Manoj Parab’s exit strips Goa’s newest challenger
The Revolutionary Goans Party was built to attack Goa’s “old order.” Parab’s resignation shows the movement is now being consumed by the factionalism it used to campaign against.
Manoj Parab has resigned as president of the Revolutionary Goans Party and said he is quitting active politics “forever,” blaming “dirty politics,” internal rifts and “individual power-centric politics” in his resignation letter, reported
The Indian Express. The immediate power shift is simple: the party loses the one figure who gave it identity, messaging discipline and anti-establishment credibility.

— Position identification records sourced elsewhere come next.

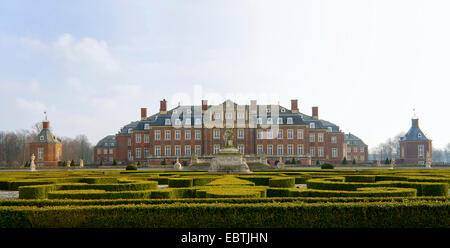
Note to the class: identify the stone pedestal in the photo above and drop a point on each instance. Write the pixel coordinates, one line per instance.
(177, 165)
(228, 160)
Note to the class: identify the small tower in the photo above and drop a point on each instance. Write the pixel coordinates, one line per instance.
(46, 147)
(415, 147)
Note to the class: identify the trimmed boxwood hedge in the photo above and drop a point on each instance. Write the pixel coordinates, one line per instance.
(222, 215)
(282, 182)
(180, 182)
(35, 191)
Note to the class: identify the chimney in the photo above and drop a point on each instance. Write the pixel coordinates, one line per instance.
(163, 107)
(45, 125)
(415, 122)
(143, 113)
(252, 106)
(294, 106)
(204, 105)
(315, 113)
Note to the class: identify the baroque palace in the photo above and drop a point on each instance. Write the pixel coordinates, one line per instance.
(271, 132)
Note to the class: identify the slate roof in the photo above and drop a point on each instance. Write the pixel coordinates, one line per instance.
(414, 133)
(193, 112)
(46, 136)
(352, 140)
(108, 141)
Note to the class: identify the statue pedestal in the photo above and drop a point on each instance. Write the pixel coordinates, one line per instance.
(228, 160)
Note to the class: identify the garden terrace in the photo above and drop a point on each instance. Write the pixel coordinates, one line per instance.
(265, 198)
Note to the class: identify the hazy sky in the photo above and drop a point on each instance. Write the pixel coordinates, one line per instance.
(93, 64)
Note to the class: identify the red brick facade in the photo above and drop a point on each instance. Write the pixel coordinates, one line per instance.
(300, 142)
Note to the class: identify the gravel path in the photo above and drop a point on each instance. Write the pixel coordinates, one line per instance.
(9, 194)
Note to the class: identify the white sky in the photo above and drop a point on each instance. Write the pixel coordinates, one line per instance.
(93, 64)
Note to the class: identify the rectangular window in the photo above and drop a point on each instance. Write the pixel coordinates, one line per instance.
(138, 152)
(280, 150)
(280, 134)
(421, 150)
(177, 151)
(333, 139)
(300, 150)
(259, 149)
(240, 133)
(269, 134)
(290, 135)
(216, 134)
(259, 135)
(167, 137)
(197, 134)
(216, 148)
(40, 153)
(241, 149)
(334, 152)
(197, 150)
(167, 151)
(187, 150)
(269, 150)
(320, 137)
(320, 151)
(299, 133)
(290, 150)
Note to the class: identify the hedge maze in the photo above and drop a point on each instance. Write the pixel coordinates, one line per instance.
(265, 198)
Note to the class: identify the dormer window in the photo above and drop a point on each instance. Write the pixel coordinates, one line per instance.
(280, 120)
(198, 121)
(290, 121)
(259, 121)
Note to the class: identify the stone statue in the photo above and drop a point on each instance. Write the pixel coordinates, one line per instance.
(392, 164)
(32, 165)
(177, 165)
(228, 137)
(428, 160)
(280, 164)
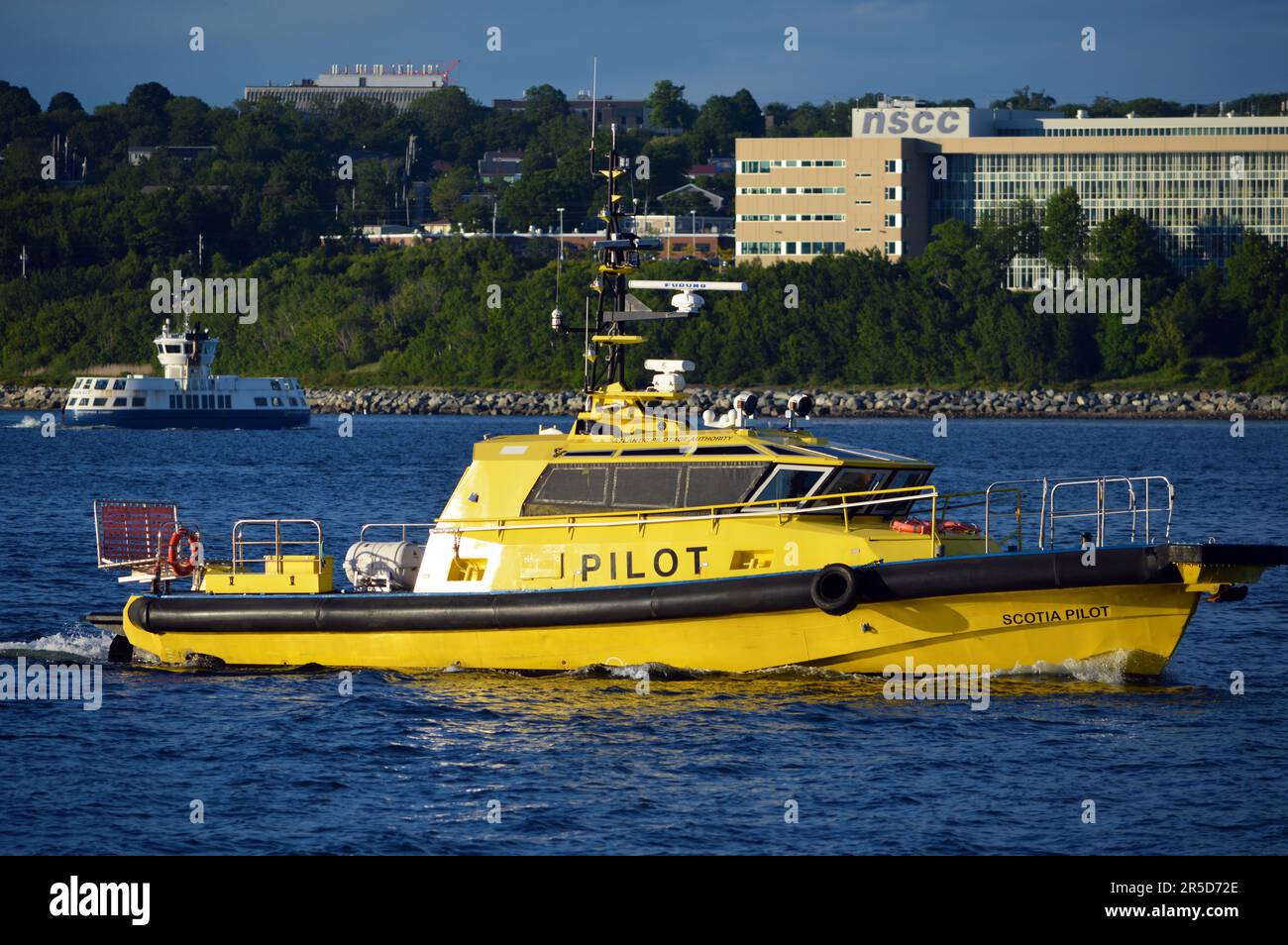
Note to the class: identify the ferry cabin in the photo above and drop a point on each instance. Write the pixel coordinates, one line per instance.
(188, 395)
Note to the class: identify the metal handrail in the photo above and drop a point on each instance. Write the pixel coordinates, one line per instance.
(715, 512)
(1103, 511)
(403, 525)
(240, 542)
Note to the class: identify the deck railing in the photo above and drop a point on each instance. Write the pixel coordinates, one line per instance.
(277, 544)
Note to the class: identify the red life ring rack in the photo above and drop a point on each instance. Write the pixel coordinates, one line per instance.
(183, 568)
(921, 527)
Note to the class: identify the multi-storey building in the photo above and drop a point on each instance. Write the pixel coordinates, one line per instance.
(906, 167)
(395, 85)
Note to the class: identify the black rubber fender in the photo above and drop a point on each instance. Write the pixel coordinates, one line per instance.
(835, 588)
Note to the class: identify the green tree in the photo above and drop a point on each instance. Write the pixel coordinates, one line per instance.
(1064, 232)
(668, 107)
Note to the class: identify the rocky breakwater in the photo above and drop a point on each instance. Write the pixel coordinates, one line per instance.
(917, 402)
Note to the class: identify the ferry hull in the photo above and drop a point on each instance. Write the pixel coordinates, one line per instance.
(188, 420)
(996, 610)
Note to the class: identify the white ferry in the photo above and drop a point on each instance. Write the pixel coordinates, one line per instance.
(188, 395)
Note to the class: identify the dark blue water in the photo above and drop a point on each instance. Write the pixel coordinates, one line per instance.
(583, 764)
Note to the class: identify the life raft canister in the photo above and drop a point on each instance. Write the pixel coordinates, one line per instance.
(835, 589)
(183, 568)
(921, 527)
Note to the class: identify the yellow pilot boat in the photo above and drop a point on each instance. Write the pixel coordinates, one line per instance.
(645, 535)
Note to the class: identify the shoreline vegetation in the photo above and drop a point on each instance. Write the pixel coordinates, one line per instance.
(265, 201)
(890, 402)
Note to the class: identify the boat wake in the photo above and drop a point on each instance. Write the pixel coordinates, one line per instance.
(73, 644)
(1108, 667)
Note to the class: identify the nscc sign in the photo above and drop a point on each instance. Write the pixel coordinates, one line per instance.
(917, 123)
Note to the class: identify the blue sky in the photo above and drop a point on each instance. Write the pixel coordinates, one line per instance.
(1177, 50)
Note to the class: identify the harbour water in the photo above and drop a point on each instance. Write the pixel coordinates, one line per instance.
(591, 761)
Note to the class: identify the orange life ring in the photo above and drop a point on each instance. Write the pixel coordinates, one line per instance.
(184, 567)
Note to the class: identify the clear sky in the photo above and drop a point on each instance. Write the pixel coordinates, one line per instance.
(1186, 51)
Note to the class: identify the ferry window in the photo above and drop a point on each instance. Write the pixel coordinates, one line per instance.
(721, 483)
(568, 489)
(791, 481)
(647, 485)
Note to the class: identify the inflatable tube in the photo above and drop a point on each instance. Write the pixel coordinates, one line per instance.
(359, 613)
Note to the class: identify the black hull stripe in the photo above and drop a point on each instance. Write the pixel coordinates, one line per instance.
(357, 613)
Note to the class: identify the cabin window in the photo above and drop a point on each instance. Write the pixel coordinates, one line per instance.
(580, 488)
(720, 483)
(791, 481)
(849, 479)
(905, 479)
(647, 485)
(571, 488)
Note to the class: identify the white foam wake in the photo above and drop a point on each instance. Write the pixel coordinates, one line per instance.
(73, 645)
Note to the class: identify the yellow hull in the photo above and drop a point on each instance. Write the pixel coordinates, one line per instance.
(1001, 631)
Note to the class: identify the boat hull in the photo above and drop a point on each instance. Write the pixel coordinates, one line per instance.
(1137, 627)
(995, 610)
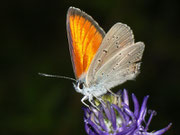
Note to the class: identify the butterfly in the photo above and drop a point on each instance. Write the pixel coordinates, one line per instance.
(101, 60)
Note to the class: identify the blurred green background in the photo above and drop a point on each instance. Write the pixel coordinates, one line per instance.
(33, 39)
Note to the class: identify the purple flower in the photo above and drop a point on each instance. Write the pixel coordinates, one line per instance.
(115, 117)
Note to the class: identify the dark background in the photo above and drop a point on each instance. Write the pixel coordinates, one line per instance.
(33, 39)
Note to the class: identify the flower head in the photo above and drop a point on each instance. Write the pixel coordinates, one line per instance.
(116, 118)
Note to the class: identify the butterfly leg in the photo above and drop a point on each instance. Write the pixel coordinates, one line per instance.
(90, 101)
(100, 100)
(82, 100)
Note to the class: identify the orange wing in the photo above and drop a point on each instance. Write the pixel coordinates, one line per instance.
(85, 37)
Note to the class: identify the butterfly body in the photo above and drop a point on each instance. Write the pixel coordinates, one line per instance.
(101, 61)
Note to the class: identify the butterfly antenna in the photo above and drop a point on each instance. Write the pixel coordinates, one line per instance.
(57, 76)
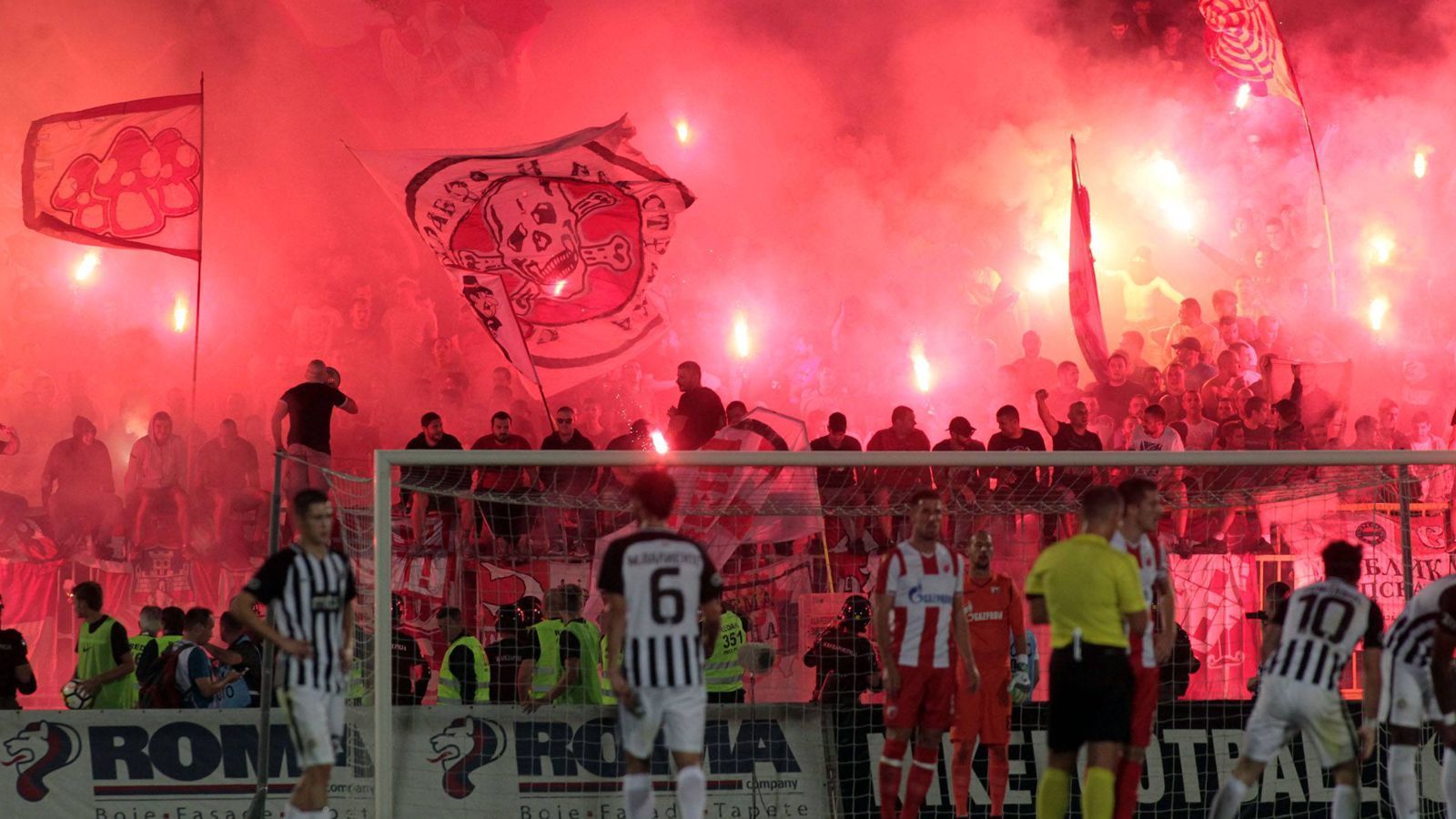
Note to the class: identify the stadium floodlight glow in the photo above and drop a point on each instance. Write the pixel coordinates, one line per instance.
(1241, 98)
(85, 270)
(742, 344)
(179, 314)
(921, 365)
(1382, 247)
(1378, 312)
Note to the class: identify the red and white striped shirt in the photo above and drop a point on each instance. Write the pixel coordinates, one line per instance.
(924, 589)
(1152, 566)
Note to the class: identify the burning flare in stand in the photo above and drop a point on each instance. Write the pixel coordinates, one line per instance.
(740, 336)
(922, 366)
(179, 314)
(1380, 309)
(86, 268)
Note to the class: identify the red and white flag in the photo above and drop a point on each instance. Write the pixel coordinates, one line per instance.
(1242, 38)
(124, 175)
(1087, 308)
(553, 245)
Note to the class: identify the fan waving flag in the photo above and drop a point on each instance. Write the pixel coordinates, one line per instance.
(1242, 38)
(124, 175)
(1087, 308)
(553, 245)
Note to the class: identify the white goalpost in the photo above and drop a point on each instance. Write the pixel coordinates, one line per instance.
(794, 548)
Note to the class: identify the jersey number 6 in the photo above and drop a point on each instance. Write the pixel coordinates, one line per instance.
(660, 596)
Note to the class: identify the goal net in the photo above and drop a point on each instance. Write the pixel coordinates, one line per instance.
(795, 533)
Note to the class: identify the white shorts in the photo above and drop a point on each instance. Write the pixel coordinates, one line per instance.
(1407, 695)
(1281, 707)
(315, 723)
(677, 712)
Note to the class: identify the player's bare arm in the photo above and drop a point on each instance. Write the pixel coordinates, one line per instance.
(963, 643)
(242, 608)
(713, 622)
(1443, 643)
(1038, 611)
(1370, 700)
(1167, 620)
(890, 671)
(616, 627)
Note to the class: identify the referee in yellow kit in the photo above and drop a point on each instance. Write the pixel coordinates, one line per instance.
(1088, 592)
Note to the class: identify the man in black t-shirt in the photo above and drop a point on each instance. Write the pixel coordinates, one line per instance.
(516, 646)
(958, 487)
(1067, 482)
(1117, 390)
(16, 675)
(699, 413)
(451, 511)
(839, 486)
(309, 409)
(1019, 481)
(571, 484)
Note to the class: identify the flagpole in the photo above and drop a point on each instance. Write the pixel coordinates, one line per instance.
(1314, 152)
(197, 299)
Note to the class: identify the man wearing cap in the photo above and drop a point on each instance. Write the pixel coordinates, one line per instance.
(958, 486)
(1190, 325)
(1188, 351)
(839, 486)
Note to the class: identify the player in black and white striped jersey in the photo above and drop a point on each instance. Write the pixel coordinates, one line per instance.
(1307, 646)
(655, 583)
(310, 593)
(1419, 688)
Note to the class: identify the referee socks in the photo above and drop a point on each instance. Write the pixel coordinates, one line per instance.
(1053, 794)
(1098, 793)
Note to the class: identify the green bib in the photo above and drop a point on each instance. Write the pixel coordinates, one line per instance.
(724, 672)
(548, 666)
(95, 658)
(449, 690)
(587, 691)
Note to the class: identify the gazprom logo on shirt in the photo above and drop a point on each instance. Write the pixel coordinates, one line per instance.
(922, 598)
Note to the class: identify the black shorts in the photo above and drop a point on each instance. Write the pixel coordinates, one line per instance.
(1091, 700)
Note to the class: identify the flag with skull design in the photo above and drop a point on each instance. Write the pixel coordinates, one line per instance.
(553, 245)
(124, 175)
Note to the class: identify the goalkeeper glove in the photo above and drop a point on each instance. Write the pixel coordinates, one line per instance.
(1021, 681)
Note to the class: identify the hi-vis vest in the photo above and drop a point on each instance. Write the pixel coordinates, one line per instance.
(449, 690)
(94, 658)
(138, 647)
(548, 666)
(606, 680)
(724, 672)
(587, 690)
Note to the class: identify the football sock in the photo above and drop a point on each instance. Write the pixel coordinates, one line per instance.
(637, 793)
(1053, 794)
(1400, 777)
(997, 773)
(1128, 775)
(922, 773)
(961, 755)
(1346, 804)
(692, 792)
(1098, 793)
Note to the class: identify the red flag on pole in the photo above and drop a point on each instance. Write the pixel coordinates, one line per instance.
(124, 175)
(1087, 308)
(553, 245)
(1242, 38)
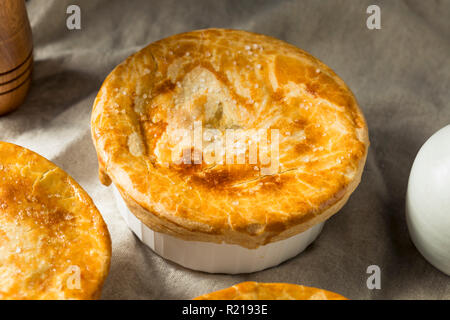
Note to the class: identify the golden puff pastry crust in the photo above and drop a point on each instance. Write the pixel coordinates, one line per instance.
(229, 79)
(54, 243)
(270, 291)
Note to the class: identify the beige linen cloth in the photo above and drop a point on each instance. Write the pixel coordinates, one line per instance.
(399, 74)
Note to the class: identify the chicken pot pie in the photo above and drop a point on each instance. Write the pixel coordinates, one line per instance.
(271, 291)
(54, 243)
(219, 80)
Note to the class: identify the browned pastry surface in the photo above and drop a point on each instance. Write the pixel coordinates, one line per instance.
(271, 291)
(50, 231)
(229, 79)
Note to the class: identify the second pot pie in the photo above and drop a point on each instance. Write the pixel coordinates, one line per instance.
(228, 79)
(54, 243)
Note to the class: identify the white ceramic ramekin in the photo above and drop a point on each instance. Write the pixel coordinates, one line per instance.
(213, 257)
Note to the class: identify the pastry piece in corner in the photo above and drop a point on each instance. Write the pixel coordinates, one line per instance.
(270, 291)
(54, 243)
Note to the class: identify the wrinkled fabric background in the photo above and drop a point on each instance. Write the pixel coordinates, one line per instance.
(399, 74)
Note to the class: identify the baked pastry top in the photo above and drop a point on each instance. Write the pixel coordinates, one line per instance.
(54, 243)
(228, 79)
(270, 291)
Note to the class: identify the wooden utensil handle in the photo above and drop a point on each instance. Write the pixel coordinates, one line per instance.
(16, 58)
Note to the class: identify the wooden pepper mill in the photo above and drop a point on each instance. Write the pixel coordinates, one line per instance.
(16, 54)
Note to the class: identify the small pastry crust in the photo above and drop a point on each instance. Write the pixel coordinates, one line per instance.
(229, 79)
(270, 291)
(54, 243)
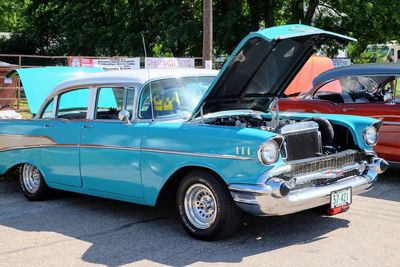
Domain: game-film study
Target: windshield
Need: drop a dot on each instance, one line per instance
(172, 98)
(380, 50)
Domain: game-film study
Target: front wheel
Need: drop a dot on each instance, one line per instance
(32, 183)
(205, 207)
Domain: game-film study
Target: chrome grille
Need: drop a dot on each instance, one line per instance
(323, 163)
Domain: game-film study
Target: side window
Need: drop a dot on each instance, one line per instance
(48, 111)
(109, 103)
(172, 97)
(130, 97)
(397, 91)
(73, 105)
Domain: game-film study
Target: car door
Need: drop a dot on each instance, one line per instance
(61, 160)
(110, 148)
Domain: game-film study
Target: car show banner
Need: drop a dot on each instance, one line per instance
(168, 62)
(122, 63)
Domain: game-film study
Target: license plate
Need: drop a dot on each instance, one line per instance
(341, 198)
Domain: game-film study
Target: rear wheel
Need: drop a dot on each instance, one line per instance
(205, 207)
(32, 183)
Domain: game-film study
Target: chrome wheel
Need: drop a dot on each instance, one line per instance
(30, 178)
(200, 206)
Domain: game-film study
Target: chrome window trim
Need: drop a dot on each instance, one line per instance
(313, 90)
(143, 85)
(81, 86)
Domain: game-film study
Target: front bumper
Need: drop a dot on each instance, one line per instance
(267, 200)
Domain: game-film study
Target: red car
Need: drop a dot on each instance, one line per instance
(368, 90)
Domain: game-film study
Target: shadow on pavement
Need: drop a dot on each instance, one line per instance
(122, 233)
(387, 187)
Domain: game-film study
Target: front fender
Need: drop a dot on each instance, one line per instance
(228, 151)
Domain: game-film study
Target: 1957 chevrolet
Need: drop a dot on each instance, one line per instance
(134, 136)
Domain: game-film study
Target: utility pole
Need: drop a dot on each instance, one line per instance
(207, 33)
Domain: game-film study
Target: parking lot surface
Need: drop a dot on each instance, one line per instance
(72, 230)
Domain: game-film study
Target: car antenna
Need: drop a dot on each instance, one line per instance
(148, 74)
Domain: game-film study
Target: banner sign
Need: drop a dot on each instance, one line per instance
(168, 63)
(340, 62)
(123, 63)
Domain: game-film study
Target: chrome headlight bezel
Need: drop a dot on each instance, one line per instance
(272, 147)
(370, 134)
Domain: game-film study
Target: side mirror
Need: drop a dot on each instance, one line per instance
(124, 115)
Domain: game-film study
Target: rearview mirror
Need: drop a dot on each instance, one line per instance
(387, 97)
(124, 115)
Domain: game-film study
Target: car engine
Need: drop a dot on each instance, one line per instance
(307, 138)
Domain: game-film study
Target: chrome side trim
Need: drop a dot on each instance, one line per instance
(197, 154)
(27, 142)
(19, 140)
(391, 123)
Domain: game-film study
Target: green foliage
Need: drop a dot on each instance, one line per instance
(174, 27)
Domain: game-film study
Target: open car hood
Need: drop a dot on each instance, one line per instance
(262, 66)
(38, 83)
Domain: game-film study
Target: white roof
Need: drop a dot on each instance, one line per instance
(138, 76)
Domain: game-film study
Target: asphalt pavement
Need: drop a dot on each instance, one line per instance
(76, 230)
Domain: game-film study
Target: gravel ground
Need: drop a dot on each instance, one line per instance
(73, 230)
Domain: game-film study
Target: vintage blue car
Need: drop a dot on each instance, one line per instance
(219, 150)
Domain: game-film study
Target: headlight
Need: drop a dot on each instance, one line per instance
(268, 152)
(371, 135)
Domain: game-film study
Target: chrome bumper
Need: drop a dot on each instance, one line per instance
(267, 200)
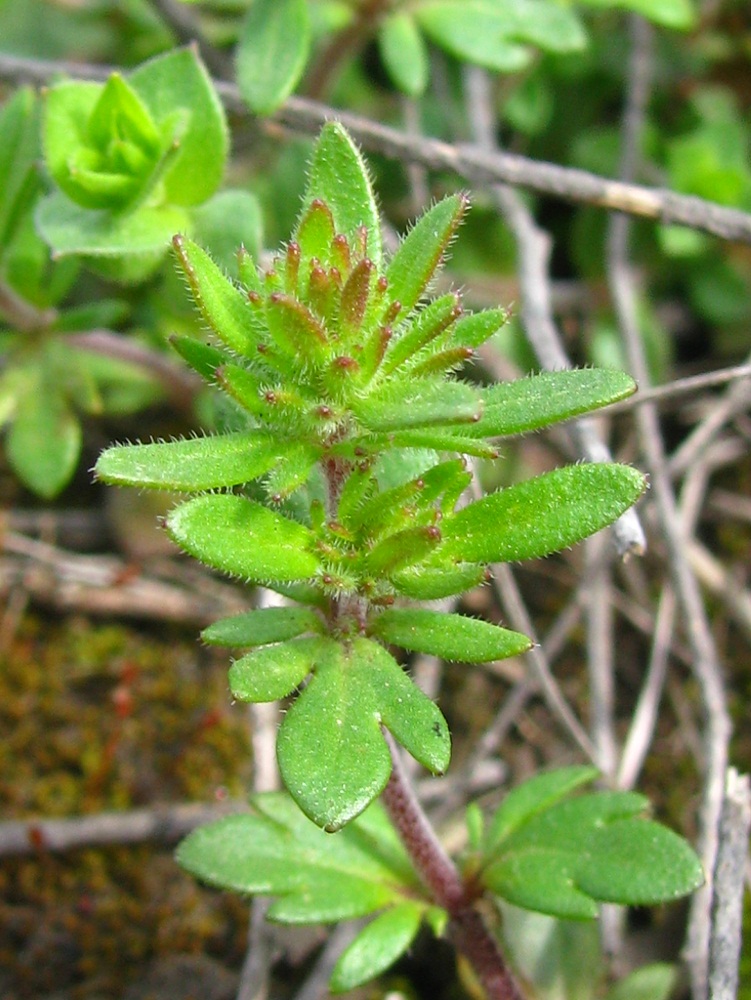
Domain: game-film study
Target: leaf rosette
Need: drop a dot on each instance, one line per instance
(129, 157)
(339, 484)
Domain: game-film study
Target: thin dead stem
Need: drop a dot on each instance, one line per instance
(704, 657)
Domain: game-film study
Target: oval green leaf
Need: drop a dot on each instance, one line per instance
(264, 625)
(272, 51)
(637, 862)
(192, 464)
(475, 31)
(452, 637)
(177, 81)
(541, 515)
(404, 53)
(377, 947)
(530, 403)
(44, 441)
(338, 176)
(242, 538)
(421, 251)
(273, 672)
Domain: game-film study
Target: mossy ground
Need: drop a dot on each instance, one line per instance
(102, 717)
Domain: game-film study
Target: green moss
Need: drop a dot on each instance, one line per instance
(101, 718)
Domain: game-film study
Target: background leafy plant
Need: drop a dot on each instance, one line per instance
(342, 372)
(694, 301)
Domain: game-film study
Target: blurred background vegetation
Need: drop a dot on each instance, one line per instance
(85, 359)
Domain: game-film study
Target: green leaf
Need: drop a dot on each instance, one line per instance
(541, 879)
(421, 403)
(421, 251)
(44, 441)
(294, 328)
(202, 358)
(402, 548)
(272, 52)
(534, 796)
(241, 537)
(228, 221)
(70, 229)
(221, 304)
(331, 751)
(377, 947)
(316, 876)
(338, 176)
(439, 439)
(652, 982)
(264, 625)
(550, 26)
(315, 231)
(474, 30)
(413, 719)
(541, 515)
(637, 862)
(560, 959)
(431, 322)
(193, 464)
(177, 81)
(475, 329)
(19, 127)
(678, 14)
(594, 848)
(404, 53)
(530, 403)
(274, 671)
(427, 584)
(452, 637)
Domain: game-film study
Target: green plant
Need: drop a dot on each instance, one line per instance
(336, 480)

Parab also said he was taking responsibility for failing to strengthen the organisation, which underlines that this is not just a personal exit but an organisational collapse in real time.
Why this matters in Goa
The Revolutionary Goans Party did not begin as a routine regional outfit. It was registered in 2021 and then surprised Goa’s political establishment in the 2022 Assembly election by winning a seat and nearly 10% of the vote, on a platform built around the “POGO” or Person of Goan Origin Bill, local jobs, land, housing and the defense of Goan identity, according to
The Hindu. That mattered because Goa’s politics has long rewarded parties that can turn identity into a governing argument, not just a slogan.
Parab’s party also did more than win protest votes.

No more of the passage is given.